The star system known to Marine Intelligence as Puller 659 was about as nondescript as star systems could get—a cool, red dwarf sun orbited by half a dozen rock-and-ice worlds scarcely worthy of the name, and a single Neptune-sized gas giant. The French astronomers who’d catalogued the system had named the world Anneau, meaning Ring, and the red dwarf Étoile d’Anneau, Ringstar. None of Ringstar’s planets possessed native life or showed signs of ever having been life-bearing. And despite frequent sweeps, no one had ever found any xenoarcheological tidbits, none whatsoever, save one.

And that one was why the Marine listening post was here. As Lee linked through to another teleoperated probe, she could see it in the background—a vast, gold-silver ring resembling a wedding band out of ancient tradition, but twenty kilometers across.

Just who or what had created the Stargates remained one of the great unanswered riddles of xenoarcheological research. Most academics, striving for the simplest possible view of things, assumed that the Builders—that long-vanished federation of starfaring civilizations half a million years ago—had created them, but there was no proof of that. It was equally likely that the things were millions of years old, that they’d been old already when the Builders had first come on the scene … back about the same time that the brightest creature on Earth was a clever tool-user that someday would receive the name Homo erectus.

Whoever or whatever had built the things evidently had scattered them across the entire Galaxy. Gates were known to exist in systems outside the Galactic plane; Night’s Edge was such a place, where the sweep of the Galaxy’s spiral arms filled half the sky. Gate connected Gate in a network still neither understood nor mapped. Each Gate possessed a pair of Jupiter-massed black holes rotating in opposite directions at close to the speed of light; shifting tidal stresses set up by the counter-rotating masses opened navigable pathways from one Gate to another, allowing passage across tens of thousands of light-years in an eye’s blink. More, the vibrational frequencies of those planetary masses could be tuned, allowing one Gate to connect with any of several thousand alternate Gates.

The alien N’mah, first contacted in 2170, had been living inside the Gate discovered in the Sirius system, 8.6 light-years from Earth.
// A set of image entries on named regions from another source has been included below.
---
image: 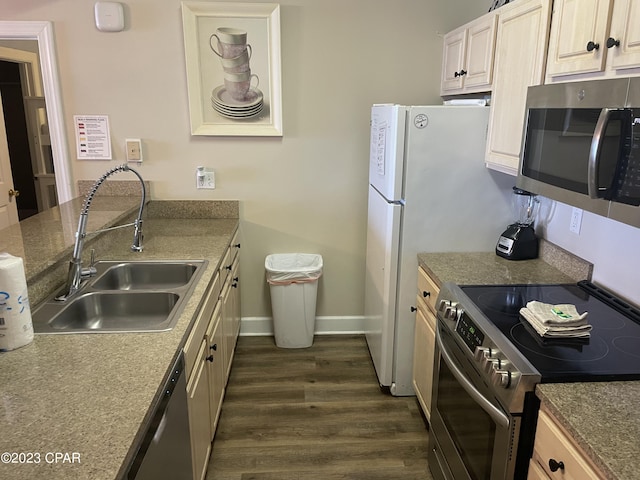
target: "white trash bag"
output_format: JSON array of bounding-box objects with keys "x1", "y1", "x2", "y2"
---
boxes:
[{"x1": 264, "y1": 253, "x2": 322, "y2": 285}]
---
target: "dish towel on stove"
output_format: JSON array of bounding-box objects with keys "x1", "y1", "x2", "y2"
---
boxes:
[{"x1": 520, "y1": 300, "x2": 592, "y2": 338}]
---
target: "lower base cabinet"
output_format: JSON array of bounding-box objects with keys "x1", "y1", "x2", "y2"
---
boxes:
[
  {"x1": 527, "y1": 408, "x2": 605, "y2": 480},
  {"x1": 187, "y1": 340, "x2": 211, "y2": 480},
  {"x1": 184, "y1": 233, "x2": 240, "y2": 480},
  {"x1": 413, "y1": 268, "x2": 440, "y2": 420},
  {"x1": 413, "y1": 301, "x2": 436, "y2": 420}
]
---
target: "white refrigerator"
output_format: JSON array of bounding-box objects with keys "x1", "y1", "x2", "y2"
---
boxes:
[{"x1": 364, "y1": 105, "x2": 515, "y2": 396}]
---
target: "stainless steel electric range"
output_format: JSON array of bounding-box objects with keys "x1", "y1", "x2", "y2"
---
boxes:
[{"x1": 429, "y1": 282, "x2": 640, "y2": 480}]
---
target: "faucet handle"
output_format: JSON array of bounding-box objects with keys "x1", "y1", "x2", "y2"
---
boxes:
[{"x1": 81, "y1": 248, "x2": 98, "y2": 278}]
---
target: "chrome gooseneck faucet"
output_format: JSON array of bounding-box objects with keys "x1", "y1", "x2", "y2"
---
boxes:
[{"x1": 57, "y1": 164, "x2": 147, "y2": 301}]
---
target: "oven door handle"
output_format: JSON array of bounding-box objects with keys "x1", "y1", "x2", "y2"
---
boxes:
[{"x1": 436, "y1": 329, "x2": 510, "y2": 428}]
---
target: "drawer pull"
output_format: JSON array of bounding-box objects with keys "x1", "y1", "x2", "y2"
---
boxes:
[
  {"x1": 607, "y1": 37, "x2": 620, "y2": 48},
  {"x1": 587, "y1": 41, "x2": 600, "y2": 52},
  {"x1": 549, "y1": 458, "x2": 564, "y2": 472}
]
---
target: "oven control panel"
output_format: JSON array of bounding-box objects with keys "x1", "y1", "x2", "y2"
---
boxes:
[{"x1": 438, "y1": 299, "x2": 518, "y2": 389}]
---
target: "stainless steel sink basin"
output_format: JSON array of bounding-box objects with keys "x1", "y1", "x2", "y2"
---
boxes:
[
  {"x1": 49, "y1": 292, "x2": 180, "y2": 331},
  {"x1": 32, "y1": 260, "x2": 207, "y2": 334},
  {"x1": 91, "y1": 262, "x2": 198, "y2": 290}
]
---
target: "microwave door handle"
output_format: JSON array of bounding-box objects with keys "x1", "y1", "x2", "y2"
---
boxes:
[
  {"x1": 436, "y1": 329, "x2": 510, "y2": 428},
  {"x1": 587, "y1": 108, "x2": 611, "y2": 198}
]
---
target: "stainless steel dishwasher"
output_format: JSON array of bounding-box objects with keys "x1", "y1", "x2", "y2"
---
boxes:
[{"x1": 121, "y1": 352, "x2": 193, "y2": 480}]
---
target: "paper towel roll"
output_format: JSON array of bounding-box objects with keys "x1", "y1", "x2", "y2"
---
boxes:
[{"x1": 0, "y1": 253, "x2": 33, "y2": 352}]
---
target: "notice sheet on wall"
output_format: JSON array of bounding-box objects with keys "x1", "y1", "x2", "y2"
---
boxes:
[{"x1": 73, "y1": 115, "x2": 111, "y2": 160}]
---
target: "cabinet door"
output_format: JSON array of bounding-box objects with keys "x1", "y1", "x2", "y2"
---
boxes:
[
  {"x1": 607, "y1": 0, "x2": 640, "y2": 74},
  {"x1": 220, "y1": 276, "x2": 234, "y2": 385},
  {"x1": 413, "y1": 297, "x2": 436, "y2": 420},
  {"x1": 440, "y1": 27, "x2": 467, "y2": 95},
  {"x1": 547, "y1": 0, "x2": 613, "y2": 77},
  {"x1": 532, "y1": 410, "x2": 604, "y2": 480},
  {"x1": 207, "y1": 302, "x2": 226, "y2": 438},
  {"x1": 187, "y1": 340, "x2": 211, "y2": 480},
  {"x1": 463, "y1": 15, "x2": 498, "y2": 93},
  {"x1": 486, "y1": 0, "x2": 550, "y2": 175},
  {"x1": 231, "y1": 258, "x2": 241, "y2": 342}
]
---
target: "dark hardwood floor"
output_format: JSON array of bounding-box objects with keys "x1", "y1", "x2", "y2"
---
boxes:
[{"x1": 207, "y1": 335, "x2": 431, "y2": 480}]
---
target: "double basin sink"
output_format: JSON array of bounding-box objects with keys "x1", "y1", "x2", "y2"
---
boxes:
[{"x1": 32, "y1": 260, "x2": 207, "y2": 333}]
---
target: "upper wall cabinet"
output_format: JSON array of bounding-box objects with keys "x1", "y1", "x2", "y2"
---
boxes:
[
  {"x1": 440, "y1": 12, "x2": 497, "y2": 96},
  {"x1": 485, "y1": 0, "x2": 551, "y2": 175},
  {"x1": 546, "y1": 0, "x2": 640, "y2": 83}
]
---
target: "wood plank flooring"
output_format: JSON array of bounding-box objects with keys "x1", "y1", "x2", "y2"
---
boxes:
[{"x1": 206, "y1": 335, "x2": 432, "y2": 480}]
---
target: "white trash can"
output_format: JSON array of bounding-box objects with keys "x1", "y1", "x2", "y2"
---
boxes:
[{"x1": 264, "y1": 253, "x2": 322, "y2": 348}]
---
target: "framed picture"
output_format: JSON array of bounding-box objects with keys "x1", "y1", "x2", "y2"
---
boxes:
[{"x1": 182, "y1": 2, "x2": 282, "y2": 136}]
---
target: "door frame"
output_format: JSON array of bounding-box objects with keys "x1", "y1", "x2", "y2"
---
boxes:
[{"x1": 0, "y1": 21, "x2": 75, "y2": 203}]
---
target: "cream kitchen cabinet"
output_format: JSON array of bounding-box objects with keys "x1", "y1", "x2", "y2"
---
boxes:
[
  {"x1": 220, "y1": 230, "x2": 240, "y2": 379},
  {"x1": 206, "y1": 302, "x2": 227, "y2": 438},
  {"x1": 528, "y1": 408, "x2": 605, "y2": 480},
  {"x1": 546, "y1": 0, "x2": 640, "y2": 83},
  {"x1": 413, "y1": 268, "x2": 440, "y2": 420},
  {"x1": 485, "y1": 0, "x2": 551, "y2": 175},
  {"x1": 183, "y1": 228, "x2": 240, "y2": 480},
  {"x1": 187, "y1": 339, "x2": 211, "y2": 480},
  {"x1": 440, "y1": 12, "x2": 497, "y2": 96}
]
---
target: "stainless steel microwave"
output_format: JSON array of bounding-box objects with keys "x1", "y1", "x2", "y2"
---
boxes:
[{"x1": 516, "y1": 78, "x2": 640, "y2": 227}]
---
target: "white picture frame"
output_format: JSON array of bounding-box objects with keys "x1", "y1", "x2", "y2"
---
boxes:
[{"x1": 182, "y1": 1, "x2": 282, "y2": 136}]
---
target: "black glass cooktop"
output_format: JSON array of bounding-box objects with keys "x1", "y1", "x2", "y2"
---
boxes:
[{"x1": 460, "y1": 282, "x2": 640, "y2": 383}]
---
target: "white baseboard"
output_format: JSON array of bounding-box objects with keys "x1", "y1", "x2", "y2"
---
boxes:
[{"x1": 240, "y1": 316, "x2": 364, "y2": 337}]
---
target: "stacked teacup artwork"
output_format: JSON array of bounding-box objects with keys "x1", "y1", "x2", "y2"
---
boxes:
[{"x1": 209, "y1": 27, "x2": 264, "y2": 119}]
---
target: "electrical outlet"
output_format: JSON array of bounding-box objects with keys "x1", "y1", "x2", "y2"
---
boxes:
[
  {"x1": 196, "y1": 167, "x2": 216, "y2": 190},
  {"x1": 124, "y1": 138, "x2": 142, "y2": 162},
  {"x1": 569, "y1": 207, "x2": 582, "y2": 235}
]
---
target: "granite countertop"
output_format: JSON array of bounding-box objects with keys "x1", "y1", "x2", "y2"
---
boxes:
[
  {"x1": 536, "y1": 382, "x2": 640, "y2": 480},
  {"x1": 418, "y1": 248, "x2": 640, "y2": 480},
  {"x1": 418, "y1": 239, "x2": 593, "y2": 286},
  {"x1": 0, "y1": 198, "x2": 238, "y2": 480}
]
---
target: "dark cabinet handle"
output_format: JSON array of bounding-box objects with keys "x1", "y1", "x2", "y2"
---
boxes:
[
  {"x1": 607, "y1": 37, "x2": 620, "y2": 48},
  {"x1": 587, "y1": 41, "x2": 600, "y2": 52},
  {"x1": 549, "y1": 458, "x2": 564, "y2": 472}
]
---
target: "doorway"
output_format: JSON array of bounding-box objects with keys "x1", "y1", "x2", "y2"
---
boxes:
[{"x1": 0, "y1": 56, "x2": 58, "y2": 221}]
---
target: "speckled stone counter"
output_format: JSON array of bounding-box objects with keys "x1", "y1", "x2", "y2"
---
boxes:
[
  {"x1": 0, "y1": 198, "x2": 238, "y2": 480},
  {"x1": 418, "y1": 248, "x2": 640, "y2": 480},
  {"x1": 418, "y1": 240, "x2": 593, "y2": 285},
  {"x1": 536, "y1": 382, "x2": 640, "y2": 480}
]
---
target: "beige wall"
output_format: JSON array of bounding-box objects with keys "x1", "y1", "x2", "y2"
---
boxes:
[{"x1": 0, "y1": 0, "x2": 490, "y2": 317}]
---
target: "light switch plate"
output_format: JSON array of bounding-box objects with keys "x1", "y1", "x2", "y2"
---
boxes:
[
  {"x1": 94, "y1": 2, "x2": 124, "y2": 32},
  {"x1": 124, "y1": 138, "x2": 142, "y2": 162}
]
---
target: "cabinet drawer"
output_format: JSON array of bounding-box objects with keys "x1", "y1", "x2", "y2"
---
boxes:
[
  {"x1": 418, "y1": 268, "x2": 440, "y2": 313},
  {"x1": 183, "y1": 272, "x2": 222, "y2": 378},
  {"x1": 533, "y1": 410, "x2": 602, "y2": 480}
]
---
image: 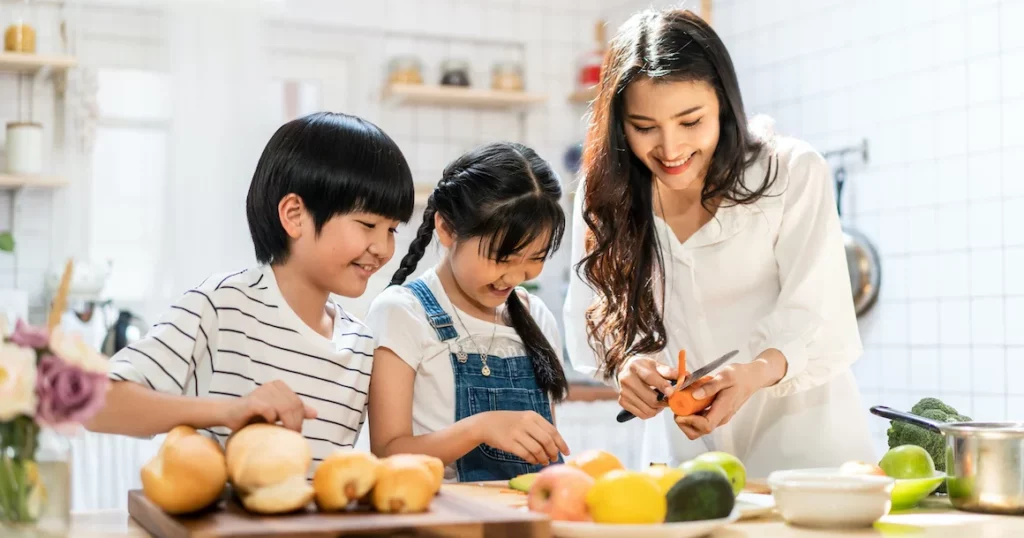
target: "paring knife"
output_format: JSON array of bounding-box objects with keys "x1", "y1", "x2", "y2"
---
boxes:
[{"x1": 615, "y1": 349, "x2": 739, "y2": 422}]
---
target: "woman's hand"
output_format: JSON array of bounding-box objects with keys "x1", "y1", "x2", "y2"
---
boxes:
[
  {"x1": 676, "y1": 348, "x2": 786, "y2": 440},
  {"x1": 618, "y1": 359, "x2": 679, "y2": 419}
]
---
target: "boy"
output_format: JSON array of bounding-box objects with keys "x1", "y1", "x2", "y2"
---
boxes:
[{"x1": 88, "y1": 113, "x2": 415, "y2": 465}]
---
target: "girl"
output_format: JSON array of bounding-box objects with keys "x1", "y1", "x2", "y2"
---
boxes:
[
  {"x1": 367, "y1": 143, "x2": 568, "y2": 482},
  {"x1": 564, "y1": 10, "x2": 876, "y2": 477}
]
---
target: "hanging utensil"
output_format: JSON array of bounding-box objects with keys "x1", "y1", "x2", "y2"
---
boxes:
[
  {"x1": 836, "y1": 165, "x2": 882, "y2": 317},
  {"x1": 871, "y1": 406, "x2": 1024, "y2": 514}
]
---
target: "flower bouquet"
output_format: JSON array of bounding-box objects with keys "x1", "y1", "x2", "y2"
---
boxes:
[{"x1": 0, "y1": 258, "x2": 110, "y2": 534}]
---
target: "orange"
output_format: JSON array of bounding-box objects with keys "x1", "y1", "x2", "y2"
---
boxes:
[{"x1": 566, "y1": 450, "x2": 626, "y2": 480}]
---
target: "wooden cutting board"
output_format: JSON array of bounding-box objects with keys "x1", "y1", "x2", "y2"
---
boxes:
[{"x1": 128, "y1": 486, "x2": 551, "y2": 538}]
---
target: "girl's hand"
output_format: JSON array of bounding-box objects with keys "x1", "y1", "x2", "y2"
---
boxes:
[
  {"x1": 220, "y1": 379, "x2": 316, "y2": 432},
  {"x1": 618, "y1": 359, "x2": 679, "y2": 419},
  {"x1": 676, "y1": 349, "x2": 785, "y2": 440},
  {"x1": 481, "y1": 411, "x2": 569, "y2": 465}
]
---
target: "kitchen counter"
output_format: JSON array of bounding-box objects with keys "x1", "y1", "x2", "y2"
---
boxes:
[{"x1": 69, "y1": 485, "x2": 1024, "y2": 538}]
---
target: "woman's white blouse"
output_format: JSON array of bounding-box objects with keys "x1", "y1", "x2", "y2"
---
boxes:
[{"x1": 563, "y1": 125, "x2": 876, "y2": 477}]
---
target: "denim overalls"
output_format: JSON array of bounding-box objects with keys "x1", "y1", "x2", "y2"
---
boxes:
[{"x1": 406, "y1": 279, "x2": 562, "y2": 482}]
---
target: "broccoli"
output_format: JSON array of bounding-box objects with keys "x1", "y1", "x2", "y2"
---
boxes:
[{"x1": 887, "y1": 398, "x2": 971, "y2": 491}]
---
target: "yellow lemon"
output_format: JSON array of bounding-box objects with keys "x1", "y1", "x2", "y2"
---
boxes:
[
  {"x1": 643, "y1": 465, "x2": 686, "y2": 495},
  {"x1": 587, "y1": 469, "x2": 668, "y2": 525}
]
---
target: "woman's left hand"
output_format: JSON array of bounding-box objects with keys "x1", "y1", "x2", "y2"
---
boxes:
[{"x1": 676, "y1": 349, "x2": 786, "y2": 441}]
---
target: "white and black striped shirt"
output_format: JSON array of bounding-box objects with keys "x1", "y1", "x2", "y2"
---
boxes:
[{"x1": 110, "y1": 266, "x2": 374, "y2": 468}]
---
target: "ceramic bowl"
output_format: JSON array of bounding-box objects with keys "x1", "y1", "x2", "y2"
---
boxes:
[{"x1": 768, "y1": 468, "x2": 896, "y2": 529}]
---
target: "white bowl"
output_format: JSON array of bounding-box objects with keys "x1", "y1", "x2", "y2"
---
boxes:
[{"x1": 768, "y1": 468, "x2": 896, "y2": 528}]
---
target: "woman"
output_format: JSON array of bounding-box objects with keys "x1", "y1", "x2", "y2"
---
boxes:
[{"x1": 564, "y1": 10, "x2": 876, "y2": 477}]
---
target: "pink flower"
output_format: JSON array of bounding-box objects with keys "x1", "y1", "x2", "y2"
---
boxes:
[
  {"x1": 10, "y1": 320, "x2": 50, "y2": 349},
  {"x1": 36, "y1": 355, "x2": 110, "y2": 428}
]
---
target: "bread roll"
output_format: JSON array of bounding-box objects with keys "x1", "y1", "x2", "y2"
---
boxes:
[
  {"x1": 226, "y1": 423, "x2": 313, "y2": 513},
  {"x1": 140, "y1": 426, "x2": 227, "y2": 514},
  {"x1": 313, "y1": 452, "x2": 381, "y2": 511},
  {"x1": 373, "y1": 457, "x2": 434, "y2": 513},
  {"x1": 388, "y1": 454, "x2": 444, "y2": 494}
]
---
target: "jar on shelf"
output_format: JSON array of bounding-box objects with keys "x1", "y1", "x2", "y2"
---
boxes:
[
  {"x1": 490, "y1": 61, "x2": 525, "y2": 91},
  {"x1": 387, "y1": 54, "x2": 423, "y2": 84},
  {"x1": 3, "y1": 1, "x2": 36, "y2": 54},
  {"x1": 440, "y1": 58, "x2": 469, "y2": 86}
]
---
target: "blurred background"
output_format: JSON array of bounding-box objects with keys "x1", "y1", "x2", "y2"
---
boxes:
[{"x1": 0, "y1": 0, "x2": 1024, "y2": 509}]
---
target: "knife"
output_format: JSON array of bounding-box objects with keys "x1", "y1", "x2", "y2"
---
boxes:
[{"x1": 615, "y1": 349, "x2": 739, "y2": 422}]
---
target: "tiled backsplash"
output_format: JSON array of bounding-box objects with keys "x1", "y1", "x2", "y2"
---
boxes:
[{"x1": 615, "y1": 0, "x2": 1024, "y2": 450}]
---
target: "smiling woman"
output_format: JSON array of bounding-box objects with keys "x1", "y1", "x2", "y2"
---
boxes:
[{"x1": 563, "y1": 10, "x2": 874, "y2": 477}]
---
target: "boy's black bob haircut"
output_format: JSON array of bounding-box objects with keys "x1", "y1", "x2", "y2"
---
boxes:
[{"x1": 246, "y1": 112, "x2": 416, "y2": 264}]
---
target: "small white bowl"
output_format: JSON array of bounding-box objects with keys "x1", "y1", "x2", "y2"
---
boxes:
[{"x1": 768, "y1": 468, "x2": 896, "y2": 528}]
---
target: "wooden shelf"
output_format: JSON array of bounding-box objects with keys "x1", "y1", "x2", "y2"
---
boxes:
[
  {"x1": 569, "y1": 86, "x2": 597, "y2": 102},
  {"x1": 384, "y1": 84, "x2": 548, "y2": 109},
  {"x1": 0, "y1": 173, "x2": 68, "y2": 189},
  {"x1": 0, "y1": 52, "x2": 78, "y2": 74}
]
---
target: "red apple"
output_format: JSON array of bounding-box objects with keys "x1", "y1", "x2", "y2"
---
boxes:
[{"x1": 526, "y1": 464, "x2": 594, "y2": 522}]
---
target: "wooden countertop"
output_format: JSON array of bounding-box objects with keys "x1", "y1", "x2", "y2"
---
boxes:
[{"x1": 69, "y1": 484, "x2": 1024, "y2": 538}]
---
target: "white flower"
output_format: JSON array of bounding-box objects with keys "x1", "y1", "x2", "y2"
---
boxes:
[
  {"x1": 50, "y1": 327, "x2": 110, "y2": 374},
  {"x1": 0, "y1": 343, "x2": 36, "y2": 422}
]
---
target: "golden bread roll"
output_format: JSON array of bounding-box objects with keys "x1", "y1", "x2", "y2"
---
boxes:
[
  {"x1": 372, "y1": 457, "x2": 434, "y2": 513},
  {"x1": 313, "y1": 452, "x2": 381, "y2": 511},
  {"x1": 140, "y1": 426, "x2": 227, "y2": 514},
  {"x1": 226, "y1": 423, "x2": 313, "y2": 513},
  {"x1": 388, "y1": 454, "x2": 444, "y2": 494}
]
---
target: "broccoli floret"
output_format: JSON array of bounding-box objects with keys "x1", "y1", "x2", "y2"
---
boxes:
[{"x1": 887, "y1": 398, "x2": 971, "y2": 472}]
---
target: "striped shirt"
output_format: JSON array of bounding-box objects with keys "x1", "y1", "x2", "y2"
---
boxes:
[{"x1": 110, "y1": 266, "x2": 374, "y2": 469}]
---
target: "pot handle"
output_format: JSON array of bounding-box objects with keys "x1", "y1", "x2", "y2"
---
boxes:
[{"x1": 871, "y1": 406, "x2": 942, "y2": 433}]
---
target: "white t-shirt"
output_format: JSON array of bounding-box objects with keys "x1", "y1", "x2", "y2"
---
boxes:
[
  {"x1": 367, "y1": 268, "x2": 562, "y2": 479},
  {"x1": 110, "y1": 266, "x2": 373, "y2": 473}
]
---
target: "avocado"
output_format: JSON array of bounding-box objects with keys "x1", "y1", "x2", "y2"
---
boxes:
[
  {"x1": 665, "y1": 470, "x2": 736, "y2": 523},
  {"x1": 509, "y1": 472, "x2": 537, "y2": 493}
]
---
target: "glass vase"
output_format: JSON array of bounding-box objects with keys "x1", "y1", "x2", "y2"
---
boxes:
[{"x1": 0, "y1": 416, "x2": 71, "y2": 538}]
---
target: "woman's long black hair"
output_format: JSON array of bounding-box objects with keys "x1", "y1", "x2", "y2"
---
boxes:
[
  {"x1": 391, "y1": 142, "x2": 568, "y2": 401},
  {"x1": 577, "y1": 9, "x2": 777, "y2": 378}
]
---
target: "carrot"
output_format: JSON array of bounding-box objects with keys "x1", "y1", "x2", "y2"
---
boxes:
[{"x1": 669, "y1": 349, "x2": 714, "y2": 416}]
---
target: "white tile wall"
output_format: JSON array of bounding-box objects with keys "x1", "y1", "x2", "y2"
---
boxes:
[{"x1": 700, "y1": 0, "x2": 1024, "y2": 457}]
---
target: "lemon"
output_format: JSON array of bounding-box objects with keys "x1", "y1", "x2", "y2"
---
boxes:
[
  {"x1": 643, "y1": 465, "x2": 686, "y2": 495},
  {"x1": 587, "y1": 469, "x2": 668, "y2": 525}
]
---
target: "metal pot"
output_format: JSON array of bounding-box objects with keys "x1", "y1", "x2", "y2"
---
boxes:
[
  {"x1": 871, "y1": 406, "x2": 1024, "y2": 514},
  {"x1": 836, "y1": 166, "x2": 882, "y2": 317}
]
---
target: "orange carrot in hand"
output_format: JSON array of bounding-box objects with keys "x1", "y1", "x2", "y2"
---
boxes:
[{"x1": 669, "y1": 349, "x2": 714, "y2": 416}]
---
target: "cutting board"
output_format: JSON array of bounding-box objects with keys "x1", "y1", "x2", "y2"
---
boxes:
[{"x1": 128, "y1": 486, "x2": 551, "y2": 538}]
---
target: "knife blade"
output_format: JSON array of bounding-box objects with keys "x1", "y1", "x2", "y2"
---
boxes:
[{"x1": 615, "y1": 349, "x2": 739, "y2": 422}]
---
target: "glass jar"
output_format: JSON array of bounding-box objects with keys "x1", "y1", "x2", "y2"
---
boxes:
[
  {"x1": 441, "y1": 59, "x2": 469, "y2": 86},
  {"x1": 490, "y1": 61, "x2": 525, "y2": 91},
  {"x1": 0, "y1": 416, "x2": 71, "y2": 538},
  {"x1": 3, "y1": 1, "x2": 36, "y2": 54},
  {"x1": 388, "y1": 54, "x2": 423, "y2": 84}
]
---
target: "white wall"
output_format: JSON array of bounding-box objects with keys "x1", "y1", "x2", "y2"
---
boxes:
[{"x1": 606, "y1": 0, "x2": 1024, "y2": 450}]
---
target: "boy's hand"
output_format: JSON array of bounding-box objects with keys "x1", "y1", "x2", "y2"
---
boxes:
[
  {"x1": 222, "y1": 380, "x2": 316, "y2": 432},
  {"x1": 482, "y1": 411, "x2": 569, "y2": 465}
]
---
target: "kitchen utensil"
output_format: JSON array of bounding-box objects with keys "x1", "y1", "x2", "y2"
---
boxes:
[
  {"x1": 128, "y1": 487, "x2": 551, "y2": 538},
  {"x1": 615, "y1": 349, "x2": 739, "y2": 422},
  {"x1": 768, "y1": 468, "x2": 896, "y2": 528},
  {"x1": 100, "y1": 311, "x2": 150, "y2": 357},
  {"x1": 871, "y1": 406, "x2": 1024, "y2": 514},
  {"x1": 836, "y1": 165, "x2": 882, "y2": 317}
]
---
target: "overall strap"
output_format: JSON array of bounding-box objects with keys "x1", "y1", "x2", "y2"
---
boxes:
[{"x1": 406, "y1": 279, "x2": 459, "y2": 342}]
Though they’d lost the technology required for faster-than-light drives, they’d learned a little about Gate technology, and they’d taught Humankind how to use the Gates—at least after a fashion. Thanks to them, Marines had scored important victories over the Xul, in Cluster Space, and at Night’s Edge.

If it had simply been a matter of destroying Stargates to keep the Xul out of human space, things would have been far simpler. Unfortunately, it turned out that there was more than one way to outpace light. The Xul used the Gates extensively—indeed, a large minority of those academics felt that the Xul were the original builders of the Stargates—but their hunterships could also slip from star to star in days or weeks without benefit of the Gates.

In the past five centuries, Humans had learned at last how to harness quantum-state vacuum energies and liberate inconceivable free energy, and how to apply that energy to the Quantum Sea in order to achieve trans-c pseudovelocities—high multiples of the speed of light. They’d located some dozens of separate Stargates, and sent both robotic and manned probes through to chart the accessible spaces on the far side.

Most probes found only another Stargate, usually circling a distant star, like Puller 659, with lifeless worlds or no worlds at all. A few led to planetary systems possessing earthlike worlds, though, so far, no other sentient species had been found this way, and, in accord with the Treaty of Chiron, none had been opened to human colonization.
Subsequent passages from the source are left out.